I'm interested in finding the fastest way (lowest cycle count) of comparing the values stored into NEON registers (say Q0 and Q3) on a Cortex-A9 core (VFP instructions allowed).
So far I have the following:
(1) Using the VFP floating point comparison:
vcmp.f64 d0, d6
vmrs APSR_nzcv, fpscr
vcmpeq.f64 d1, d7
vmrseq APSR_nzcv, fpscr
If the 64bit "floats" are equivalent to NaN, this version will not work.

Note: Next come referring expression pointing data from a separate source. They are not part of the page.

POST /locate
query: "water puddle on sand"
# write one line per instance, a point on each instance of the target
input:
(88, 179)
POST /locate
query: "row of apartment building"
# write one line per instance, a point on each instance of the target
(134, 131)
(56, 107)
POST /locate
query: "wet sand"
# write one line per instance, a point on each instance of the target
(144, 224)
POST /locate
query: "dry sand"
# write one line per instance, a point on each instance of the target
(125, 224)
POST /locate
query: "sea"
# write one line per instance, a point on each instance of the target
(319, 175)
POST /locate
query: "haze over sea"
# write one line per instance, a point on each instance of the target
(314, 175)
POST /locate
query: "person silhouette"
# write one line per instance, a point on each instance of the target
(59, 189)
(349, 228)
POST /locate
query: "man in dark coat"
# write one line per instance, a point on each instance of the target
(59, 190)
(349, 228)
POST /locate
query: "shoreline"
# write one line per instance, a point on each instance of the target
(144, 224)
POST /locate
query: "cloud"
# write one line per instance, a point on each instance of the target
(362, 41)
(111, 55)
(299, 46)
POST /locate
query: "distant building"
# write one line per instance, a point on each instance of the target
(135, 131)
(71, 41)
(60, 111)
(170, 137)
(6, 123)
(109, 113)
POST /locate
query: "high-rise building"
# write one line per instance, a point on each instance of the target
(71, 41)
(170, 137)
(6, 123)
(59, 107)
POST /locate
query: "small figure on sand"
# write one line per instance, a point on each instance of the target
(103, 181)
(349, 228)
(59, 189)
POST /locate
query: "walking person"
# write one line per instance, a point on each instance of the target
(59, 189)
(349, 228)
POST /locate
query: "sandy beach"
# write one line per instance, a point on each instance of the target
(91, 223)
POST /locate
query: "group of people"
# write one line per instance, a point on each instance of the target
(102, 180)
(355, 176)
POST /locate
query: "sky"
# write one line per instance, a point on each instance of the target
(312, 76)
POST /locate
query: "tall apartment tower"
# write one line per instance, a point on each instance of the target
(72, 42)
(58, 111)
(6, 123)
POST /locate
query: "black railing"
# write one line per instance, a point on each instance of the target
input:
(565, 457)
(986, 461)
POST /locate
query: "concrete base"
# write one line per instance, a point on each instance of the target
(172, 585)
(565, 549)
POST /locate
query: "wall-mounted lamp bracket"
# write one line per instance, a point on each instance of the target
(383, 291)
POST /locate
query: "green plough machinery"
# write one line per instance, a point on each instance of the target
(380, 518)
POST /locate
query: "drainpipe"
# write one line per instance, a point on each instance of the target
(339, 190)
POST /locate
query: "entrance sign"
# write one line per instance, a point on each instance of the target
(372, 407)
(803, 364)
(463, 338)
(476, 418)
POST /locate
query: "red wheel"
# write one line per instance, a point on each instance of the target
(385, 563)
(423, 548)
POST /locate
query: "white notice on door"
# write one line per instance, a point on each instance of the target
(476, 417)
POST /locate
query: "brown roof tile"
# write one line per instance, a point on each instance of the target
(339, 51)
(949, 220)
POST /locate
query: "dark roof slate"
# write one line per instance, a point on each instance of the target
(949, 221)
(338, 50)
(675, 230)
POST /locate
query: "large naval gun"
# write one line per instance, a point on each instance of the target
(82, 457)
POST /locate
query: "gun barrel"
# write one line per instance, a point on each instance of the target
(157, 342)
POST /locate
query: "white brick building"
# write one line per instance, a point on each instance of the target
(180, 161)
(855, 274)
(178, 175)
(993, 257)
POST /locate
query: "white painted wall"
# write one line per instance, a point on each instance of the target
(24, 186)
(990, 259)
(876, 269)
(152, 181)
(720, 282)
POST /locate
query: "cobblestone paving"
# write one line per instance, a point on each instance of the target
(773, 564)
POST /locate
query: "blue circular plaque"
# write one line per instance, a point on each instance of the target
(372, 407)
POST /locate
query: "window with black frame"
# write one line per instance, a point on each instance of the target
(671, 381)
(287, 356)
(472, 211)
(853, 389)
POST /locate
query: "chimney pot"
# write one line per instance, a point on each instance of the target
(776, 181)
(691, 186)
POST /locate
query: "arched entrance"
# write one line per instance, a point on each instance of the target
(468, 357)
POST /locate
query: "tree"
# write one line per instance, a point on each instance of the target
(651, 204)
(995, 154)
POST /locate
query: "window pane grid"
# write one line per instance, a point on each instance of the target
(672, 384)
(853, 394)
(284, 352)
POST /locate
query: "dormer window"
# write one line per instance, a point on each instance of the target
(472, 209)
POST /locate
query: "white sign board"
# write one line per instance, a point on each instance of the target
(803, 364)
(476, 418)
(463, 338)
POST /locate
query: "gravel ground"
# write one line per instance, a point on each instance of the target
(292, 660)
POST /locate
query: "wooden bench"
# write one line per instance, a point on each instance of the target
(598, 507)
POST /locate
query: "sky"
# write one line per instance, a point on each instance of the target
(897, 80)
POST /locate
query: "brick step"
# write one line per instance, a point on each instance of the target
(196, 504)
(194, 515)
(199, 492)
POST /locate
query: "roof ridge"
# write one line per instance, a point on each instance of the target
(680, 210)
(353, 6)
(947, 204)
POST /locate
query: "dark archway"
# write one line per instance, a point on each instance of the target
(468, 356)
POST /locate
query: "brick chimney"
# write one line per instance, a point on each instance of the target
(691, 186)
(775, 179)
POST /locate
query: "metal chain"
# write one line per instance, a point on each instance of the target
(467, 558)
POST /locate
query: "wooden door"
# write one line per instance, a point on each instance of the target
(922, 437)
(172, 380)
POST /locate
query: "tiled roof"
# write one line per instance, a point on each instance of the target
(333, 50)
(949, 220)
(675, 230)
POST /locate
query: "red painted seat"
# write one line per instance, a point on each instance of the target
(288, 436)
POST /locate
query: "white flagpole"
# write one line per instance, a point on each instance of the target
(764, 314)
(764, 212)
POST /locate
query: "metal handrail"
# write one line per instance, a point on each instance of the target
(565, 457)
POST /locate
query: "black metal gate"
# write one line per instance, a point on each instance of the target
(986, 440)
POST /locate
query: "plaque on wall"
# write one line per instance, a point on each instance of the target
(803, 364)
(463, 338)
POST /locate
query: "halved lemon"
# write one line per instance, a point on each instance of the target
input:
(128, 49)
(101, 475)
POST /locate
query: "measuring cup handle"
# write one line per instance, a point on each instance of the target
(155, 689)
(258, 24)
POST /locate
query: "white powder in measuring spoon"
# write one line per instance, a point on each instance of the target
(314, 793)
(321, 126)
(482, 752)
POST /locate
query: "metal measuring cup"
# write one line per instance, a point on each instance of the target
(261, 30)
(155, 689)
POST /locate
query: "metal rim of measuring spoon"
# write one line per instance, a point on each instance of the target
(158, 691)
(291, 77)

(2) Using the NEON narrowing and the VFP comparison (this time only once and in a NaN-safe manner):
vceq.i32 q15, q0, q3
vmovn.i32 d31, q15
vshl.s16 d31, d31, #8
vcmp.f64 d31, d29
vmrs APSR_nzcv, fpscr
The D29 register is previously preloaded with the right 16bit pattern:
vmov.i16 d29, #65280 ; 0xff00
My question is: is there any better than this? Am I overseeing some obvious way to do it?
I believe you can reduce it by one instruction. By using the shift left and insert (VLSI), you can combine the 4 32-bit values of Q15 into 4 16-bit values in D31. You can then compare with 0 and get the floating point flags.